Hepatitis B virus (HBV) DNA replication occurs within the HBV icosahedral core particles. HBV core protein (HBc) contains an arginine-rich domain (ARD) at its carboxyl terminus. This ARD domain of HBc 149-183 is known to be important for viral replication but not known to have a structure. Recently, nucleocapsid proteins of several viruses have been shown to contain nucleic acid chaperone activity, which can facilitate structural rearrangement of viral genome. Major features of nucleic acid chaperones include highly basic amino acid residues and flexible protein structure. To test the nucleic acid chaperone hypothesis for HBc ARD, we first used the disassembled full-length HBc from Escherichia coli to analyze the nucleic acid annealing and strand displacement activities. To exclude the potential contamination of chaperones from E. coli, we designed synthetic HBc ARD peptides with different lengths and serine phosphorylations.
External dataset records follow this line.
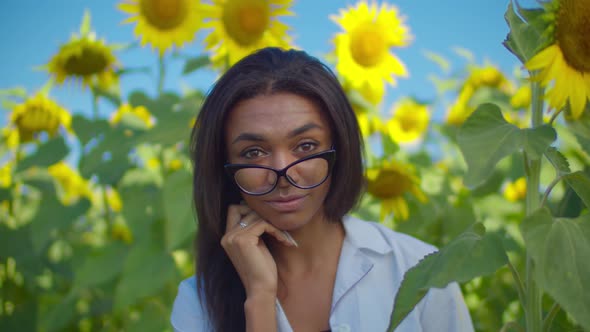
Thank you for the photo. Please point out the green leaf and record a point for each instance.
(570, 205)
(46, 155)
(108, 160)
(195, 63)
(87, 129)
(101, 265)
(524, 38)
(472, 254)
(580, 183)
(177, 197)
(581, 125)
(536, 140)
(584, 143)
(484, 139)
(560, 249)
(53, 216)
(141, 208)
(60, 314)
(153, 317)
(558, 160)
(147, 270)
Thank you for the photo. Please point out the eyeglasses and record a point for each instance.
(305, 173)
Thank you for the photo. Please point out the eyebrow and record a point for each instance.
(259, 138)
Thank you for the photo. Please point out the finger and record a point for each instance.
(261, 227)
(249, 218)
(234, 215)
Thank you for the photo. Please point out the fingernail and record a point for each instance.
(290, 238)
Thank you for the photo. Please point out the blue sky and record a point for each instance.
(32, 30)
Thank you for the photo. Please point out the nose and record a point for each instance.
(281, 161)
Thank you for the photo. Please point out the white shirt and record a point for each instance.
(370, 270)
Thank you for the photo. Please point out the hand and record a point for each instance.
(248, 252)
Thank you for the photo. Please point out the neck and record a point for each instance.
(319, 241)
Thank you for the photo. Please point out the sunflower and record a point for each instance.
(163, 23)
(10, 137)
(515, 191)
(72, 184)
(389, 183)
(240, 27)
(564, 66)
(409, 122)
(479, 77)
(363, 48)
(6, 175)
(84, 58)
(138, 114)
(39, 114)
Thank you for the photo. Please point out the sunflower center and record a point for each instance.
(164, 14)
(88, 60)
(389, 184)
(246, 20)
(367, 44)
(408, 122)
(573, 31)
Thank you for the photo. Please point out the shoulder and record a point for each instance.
(382, 240)
(188, 312)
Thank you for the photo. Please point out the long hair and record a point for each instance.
(268, 71)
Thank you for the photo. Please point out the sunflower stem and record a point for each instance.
(161, 73)
(95, 111)
(533, 305)
(554, 116)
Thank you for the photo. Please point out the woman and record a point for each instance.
(278, 165)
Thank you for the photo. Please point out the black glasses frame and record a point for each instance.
(328, 155)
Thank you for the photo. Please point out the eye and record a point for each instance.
(252, 153)
(307, 147)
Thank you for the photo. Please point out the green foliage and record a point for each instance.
(75, 256)
(527, 32)
(177, 208)
(486, 138)
(47, 154)
(472, 254)
(560, 249)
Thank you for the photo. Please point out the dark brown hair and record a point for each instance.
(268, 71)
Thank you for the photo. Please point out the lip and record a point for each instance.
(287, 203)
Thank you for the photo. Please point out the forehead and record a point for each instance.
(273, 116)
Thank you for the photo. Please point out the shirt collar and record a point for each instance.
(365, 235)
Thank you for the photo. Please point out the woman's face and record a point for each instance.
(276, 130)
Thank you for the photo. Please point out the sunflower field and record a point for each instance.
(96, 216)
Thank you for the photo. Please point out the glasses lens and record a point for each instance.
(308, 173)
(255, 180)
(304, 174)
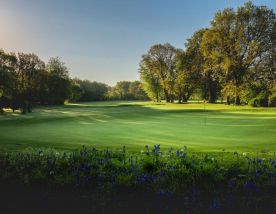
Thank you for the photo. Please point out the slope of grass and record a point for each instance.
(201, 127)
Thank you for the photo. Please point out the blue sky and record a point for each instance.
(103, 40)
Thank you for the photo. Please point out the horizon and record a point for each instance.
(103, 41)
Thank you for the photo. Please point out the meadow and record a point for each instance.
(200, 127)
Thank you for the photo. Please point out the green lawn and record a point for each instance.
(210, 127)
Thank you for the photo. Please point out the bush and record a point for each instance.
(272, 100)
(259, 101)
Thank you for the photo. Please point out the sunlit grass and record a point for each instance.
(201, 127)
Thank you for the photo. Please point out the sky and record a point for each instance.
(103, 40)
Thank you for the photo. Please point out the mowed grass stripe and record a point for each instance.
(201, 127)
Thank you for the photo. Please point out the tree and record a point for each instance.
(150, 82)
(136, 91)
(8, 80)
(238, 43)
(58, 81)
(29, 73)
(160, 60)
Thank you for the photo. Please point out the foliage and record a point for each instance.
(172, 170)
(228, 59)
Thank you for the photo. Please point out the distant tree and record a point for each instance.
(160, 60)
(92, 91)
(238, 44)
(8, 79)
(29, 72)
(136, 91)
(76, 91)
(151, 82)
(58, 81)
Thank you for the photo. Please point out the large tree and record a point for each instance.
(8, 79)
(30, 70)
(58, 81)
(160, 60)
(238, 43)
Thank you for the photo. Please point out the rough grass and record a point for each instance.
(201, 127)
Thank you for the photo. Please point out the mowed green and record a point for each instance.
(200, 127)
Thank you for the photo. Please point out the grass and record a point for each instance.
(201, 127)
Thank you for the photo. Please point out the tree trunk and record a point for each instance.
(237, 100)
(184, 99)
(166, 96)
(30, 108)
(228, 100)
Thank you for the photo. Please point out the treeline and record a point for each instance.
(85, 90)
(232, 60)
(25, 81)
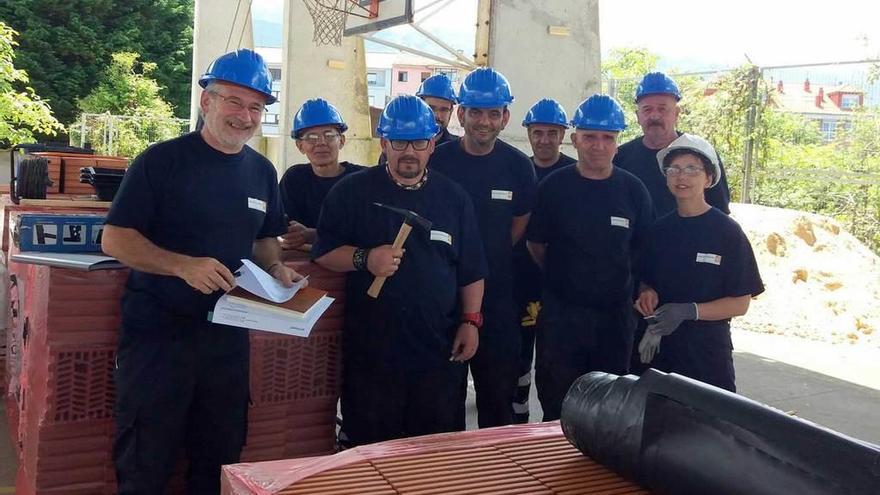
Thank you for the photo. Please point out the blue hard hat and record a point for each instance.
(314, 113)
(438, 86)
(407, 118)
(546, 111)
(657, 83)
(484, 88)
(243, 67)
(600, 113)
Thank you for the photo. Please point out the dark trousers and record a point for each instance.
(575, 340)
(700, 351)
(179, 384)
(527, 326)
(494, 368)
(382, 403)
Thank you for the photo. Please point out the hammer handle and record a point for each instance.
(376, 286)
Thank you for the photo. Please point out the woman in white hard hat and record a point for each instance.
(697, 272)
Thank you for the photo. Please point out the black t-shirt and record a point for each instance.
(591, 228)
(186, 197)
(641, 161)
(502, 186)
(413, 321)
(303, 192)
(526, 272)
(699, 259)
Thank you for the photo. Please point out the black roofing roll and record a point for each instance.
(676, 435)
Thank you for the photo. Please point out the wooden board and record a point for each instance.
(66, 203)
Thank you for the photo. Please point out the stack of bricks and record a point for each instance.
(295, 382)
(61, 400)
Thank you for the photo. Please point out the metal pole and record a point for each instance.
(420, 53)
(748, 154)
(481, 43)
(445, 46)
(82, 131)
(110, 135)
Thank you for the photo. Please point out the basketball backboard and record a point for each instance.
(390, 13)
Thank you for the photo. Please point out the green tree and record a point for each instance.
(134, 113)
(64, 44)
(22, 112)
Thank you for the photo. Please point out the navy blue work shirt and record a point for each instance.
(527, 273)
(591, 229)
(413, 322)
(699, 259)
(303, 192)
(502, 186)
(189, 198)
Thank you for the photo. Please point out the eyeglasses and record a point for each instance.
(688, 170)
(234, 104)
(314, 138)
(418, 145)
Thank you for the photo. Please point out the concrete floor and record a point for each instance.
(838, 404)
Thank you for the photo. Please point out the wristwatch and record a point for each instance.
(475, 319)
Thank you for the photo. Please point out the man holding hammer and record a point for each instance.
(410, 243)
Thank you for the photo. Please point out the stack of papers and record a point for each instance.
(260, 302)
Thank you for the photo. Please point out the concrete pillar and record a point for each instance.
(219, 26)
(546, 49)
(335, 73)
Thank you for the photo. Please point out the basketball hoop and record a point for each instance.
(329, 17)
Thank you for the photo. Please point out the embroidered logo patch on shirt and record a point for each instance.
(257, 204)
(714, 259)
(439, 235)
(620, 222)
(501, 194)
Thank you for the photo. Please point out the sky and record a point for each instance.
(690, 34)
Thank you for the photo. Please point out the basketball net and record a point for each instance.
(329, 18)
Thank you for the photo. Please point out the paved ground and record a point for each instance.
(848, 401)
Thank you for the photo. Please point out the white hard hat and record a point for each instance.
(696, 144)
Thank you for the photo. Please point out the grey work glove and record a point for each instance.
(649, 347)
(668, 317)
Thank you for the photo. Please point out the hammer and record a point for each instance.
(410, 218)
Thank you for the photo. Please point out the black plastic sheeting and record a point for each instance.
(674, 435)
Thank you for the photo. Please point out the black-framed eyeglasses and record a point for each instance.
(418, 144)
(689, 170)
(314, 138)
(234, 104)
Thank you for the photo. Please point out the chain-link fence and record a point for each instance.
(123, 135)
(805, 137)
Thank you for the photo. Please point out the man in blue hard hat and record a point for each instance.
(404, 351)
(319, 131)
(657, 111)
(188, 211)
(587, 221)
(501, 182)
(438, 93)
(546, 124)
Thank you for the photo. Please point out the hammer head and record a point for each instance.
(409, 217)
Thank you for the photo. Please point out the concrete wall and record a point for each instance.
(335, 73)
(543, 65)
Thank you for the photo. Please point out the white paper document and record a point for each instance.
(229, 312)
(254, 279)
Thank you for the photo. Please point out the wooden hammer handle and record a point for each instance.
(402, 234)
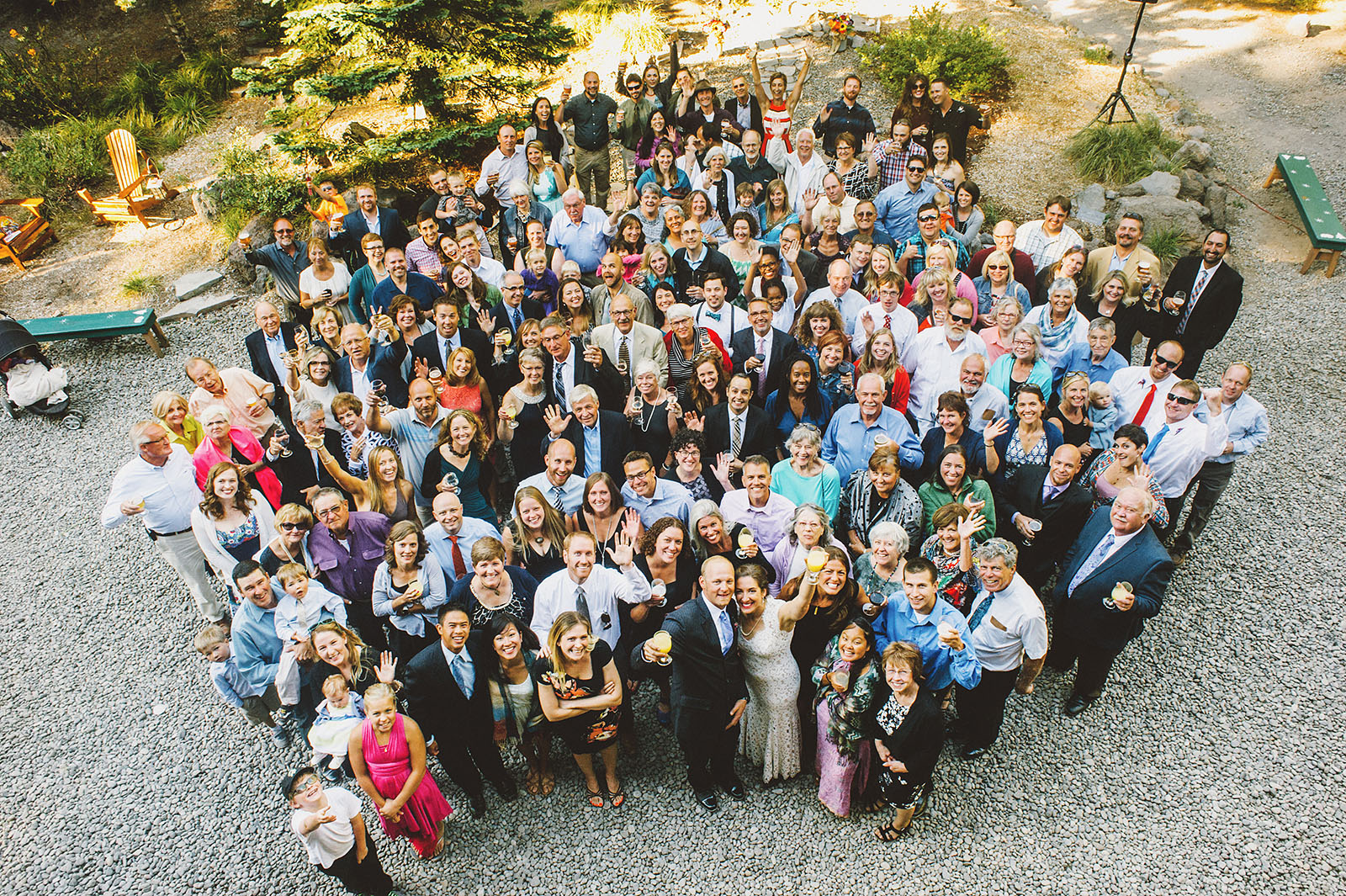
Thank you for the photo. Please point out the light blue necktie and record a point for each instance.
(1154, 443)
(464, 674)
(726, 631)
(1094, 561)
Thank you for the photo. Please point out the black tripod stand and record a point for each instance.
(1110, 108)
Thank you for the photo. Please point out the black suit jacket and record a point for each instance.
(715, 260)
(260, 358)
(390, 228)
(744, 346)
(385, 362)
(758, 435)
(1142, 561)
(706, 684)
(605, 381)
(435, 700)
(1062, 518)
(1213, 314)
(298, 471)
(427, 348)
(532, 311)
(614, 443)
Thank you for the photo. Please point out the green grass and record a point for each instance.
(139, 284)
(1121, 152)
(1168, 244)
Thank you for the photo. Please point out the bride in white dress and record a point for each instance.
(769, 734)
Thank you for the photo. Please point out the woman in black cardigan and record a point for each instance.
(908, 736)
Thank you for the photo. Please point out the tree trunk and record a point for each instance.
(178, 29)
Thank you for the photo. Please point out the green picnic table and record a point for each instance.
(1326, 236)
(100, 326)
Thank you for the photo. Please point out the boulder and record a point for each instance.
(1191, 186)
(1158, 183)
(1215, 199)
(1195, 154)
(1090, 204)
(1166, 211)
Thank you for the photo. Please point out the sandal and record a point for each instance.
(888, 833)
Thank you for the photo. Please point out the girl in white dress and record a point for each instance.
(769, 734)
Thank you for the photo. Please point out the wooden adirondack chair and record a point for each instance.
(22, 244)
(132, 199)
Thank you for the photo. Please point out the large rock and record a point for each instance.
(1158, 183)
(1216, 199)
(1090, 204)
(1193, 184)
(1163, 213)
(1195, 154)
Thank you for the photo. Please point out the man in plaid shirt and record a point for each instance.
(888, 161)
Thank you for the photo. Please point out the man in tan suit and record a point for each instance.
(643, 342)
(1127, 255)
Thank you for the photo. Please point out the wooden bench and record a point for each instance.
(101, 326)
(1326, 236)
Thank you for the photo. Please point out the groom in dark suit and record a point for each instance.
(708, 689)
(1094, 618)
(1047, 496)
(446, 693)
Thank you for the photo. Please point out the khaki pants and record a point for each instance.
(183, 554)
(592, 174)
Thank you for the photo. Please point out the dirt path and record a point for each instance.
(1258, 89)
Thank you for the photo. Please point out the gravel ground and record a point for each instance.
(1206, 767)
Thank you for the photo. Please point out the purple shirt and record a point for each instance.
(350, 574)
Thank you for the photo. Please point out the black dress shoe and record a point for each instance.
(734, 787)
(1077, 704)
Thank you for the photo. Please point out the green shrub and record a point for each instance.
(1121, 152)
(255, 182)
(1168, 242)
(968, 56)
(44, 81)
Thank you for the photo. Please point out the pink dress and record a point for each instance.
(389, 767)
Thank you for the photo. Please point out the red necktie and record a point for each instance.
(459, 567)
(1144, 406)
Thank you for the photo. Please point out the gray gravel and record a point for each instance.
(1211, 765)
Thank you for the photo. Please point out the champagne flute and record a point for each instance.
(663, 642)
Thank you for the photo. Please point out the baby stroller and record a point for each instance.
(18, 348)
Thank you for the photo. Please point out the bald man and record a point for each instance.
(1041, 510)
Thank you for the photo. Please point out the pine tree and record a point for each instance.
(453, 56)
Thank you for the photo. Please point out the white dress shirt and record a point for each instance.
(1188, 444)
(602, 590)
(170, 493)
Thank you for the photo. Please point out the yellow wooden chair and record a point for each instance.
(139, 186)
(24, 240)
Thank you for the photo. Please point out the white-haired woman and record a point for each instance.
(804, 476)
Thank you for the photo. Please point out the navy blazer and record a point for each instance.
(385, 362)
(614, 432)
(706, 682)
(1142, 561)
(744, 346)
(390, 228)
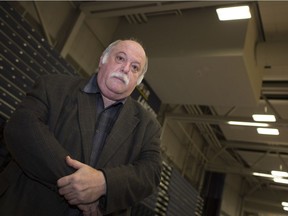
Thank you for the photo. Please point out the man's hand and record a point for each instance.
(84, 186)
(90, 209)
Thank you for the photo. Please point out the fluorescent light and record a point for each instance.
(265, 118)
(268, 131)
(280, 180)
(255, 124)
(263, 175)
(233, 13)
(276, 173)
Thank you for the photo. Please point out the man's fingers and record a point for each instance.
(74, 163)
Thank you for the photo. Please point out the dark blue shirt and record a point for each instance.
(105, 118)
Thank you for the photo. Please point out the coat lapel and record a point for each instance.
(123, 127)
(87, 121)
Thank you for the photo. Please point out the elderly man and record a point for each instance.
(83, 147)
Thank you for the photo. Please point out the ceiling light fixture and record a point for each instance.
(254, 124)
(263, 175)
(268, 131)
(280, 180)
(233, 13)
(264, 118)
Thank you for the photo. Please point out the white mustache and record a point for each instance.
(122, 76)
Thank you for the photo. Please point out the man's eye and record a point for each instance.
(120, 59)
(135, 68)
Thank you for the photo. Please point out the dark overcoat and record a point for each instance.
(56, 119)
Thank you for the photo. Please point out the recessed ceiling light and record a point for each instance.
(263, 175)
(268, 131)
(255, 124)
(280, 180)
(233, 13)
(277, 173)
(264, 118)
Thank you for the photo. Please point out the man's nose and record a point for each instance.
(126, 67)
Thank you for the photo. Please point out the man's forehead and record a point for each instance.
(130, 48)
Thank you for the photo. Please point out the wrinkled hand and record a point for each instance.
(90, 209)
(84, 186)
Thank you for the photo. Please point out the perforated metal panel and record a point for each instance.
(24, 55)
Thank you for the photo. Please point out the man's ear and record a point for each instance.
(140, 79)
(103, 58)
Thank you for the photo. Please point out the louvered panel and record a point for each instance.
(25, 55)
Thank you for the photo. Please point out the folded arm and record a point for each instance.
(31, 143)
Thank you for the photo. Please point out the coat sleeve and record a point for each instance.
(130, 183)
(29, 140)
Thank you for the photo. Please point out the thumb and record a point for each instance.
(74, 163)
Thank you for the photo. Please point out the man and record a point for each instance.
(83, 147)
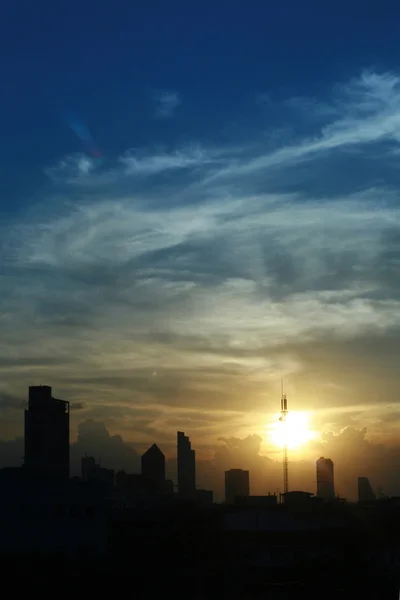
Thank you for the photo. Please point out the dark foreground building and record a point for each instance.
(46, 434)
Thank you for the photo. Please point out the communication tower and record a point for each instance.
(283, 419)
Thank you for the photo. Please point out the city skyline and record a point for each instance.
(189, 215)
(48, 448)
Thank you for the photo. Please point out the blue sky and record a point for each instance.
(243, 223)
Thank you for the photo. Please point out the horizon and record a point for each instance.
(196, 204)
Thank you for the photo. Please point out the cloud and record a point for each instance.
(166, 103)
(186, 282)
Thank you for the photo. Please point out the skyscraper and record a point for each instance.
(46, 434)
(186, 467)
(237, 485)
(153, 467)
(365, 492)
(325, 479)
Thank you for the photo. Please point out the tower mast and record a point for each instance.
(283, 418)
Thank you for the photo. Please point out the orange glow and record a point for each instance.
(296, 431)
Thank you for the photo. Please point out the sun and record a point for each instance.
(295, 432)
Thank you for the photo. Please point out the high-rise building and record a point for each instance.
(186, 467)
(365, 492)
(325, 479)
(46, 434)
(237, 485)
(153, 467)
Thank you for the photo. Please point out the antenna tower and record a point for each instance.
(283, 418)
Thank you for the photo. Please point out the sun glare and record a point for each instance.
(295, 431)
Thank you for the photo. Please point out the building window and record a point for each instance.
(90, 512)
(59, 511)
(75, 511)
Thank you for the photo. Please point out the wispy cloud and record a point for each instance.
(219, 280)
(166, 102)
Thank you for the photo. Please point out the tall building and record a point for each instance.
(186, 467)
(46, 434)
(237, 485)
(365, 492)
(325, 479)
(153, 467)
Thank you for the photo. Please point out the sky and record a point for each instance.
(196, 201)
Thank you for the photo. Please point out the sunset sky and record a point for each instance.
(242, 224)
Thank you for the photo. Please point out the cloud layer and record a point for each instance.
(175, 289)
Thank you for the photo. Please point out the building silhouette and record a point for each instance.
(365, 492)
(46, 434)
(237, 485)
(153, 467)
(186, 467)
(325, 479)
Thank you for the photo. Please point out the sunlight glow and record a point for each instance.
(295, 431)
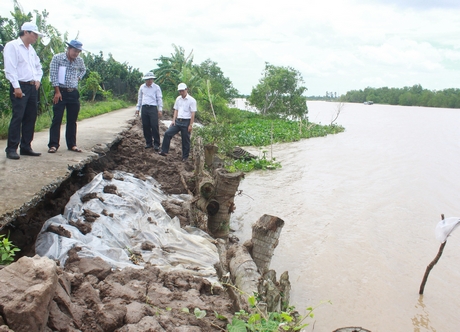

We demonstrated that HBc ARD peptide can behave like a bona fide nucleic acid chaperone and that the chaperone activity depends on basic residues of the ARD domain. The loss of chaperone activity by arginine-to-alanine substitutions in the ARD can be rescued by restoring basic residues in the ARD. Furthermore, the chaperone activity is subject to regulation by phosphorylation and dephosphorylation at the HBc ARD. Interestingly, the HBc ARD can enhance in vitro cleavage activity of RNA substrate by a hammerhead ribozyme. We discuss here the potential significance of the HBc ARD chaperone activity in the context of viral DNA replication, in particular, at the steps of primer translocations and circularization of linear replicative intermediates.


Hepatitis B virus is a major human pathogen. At present, no effective treatment can completely eradicate the virus from patients with chronic hepatitis B. We report here a novel chaperone activity associated with the viral core protein. Our discovery could lead to a new drug design for more effective treatment against hepatitis B virus in the future.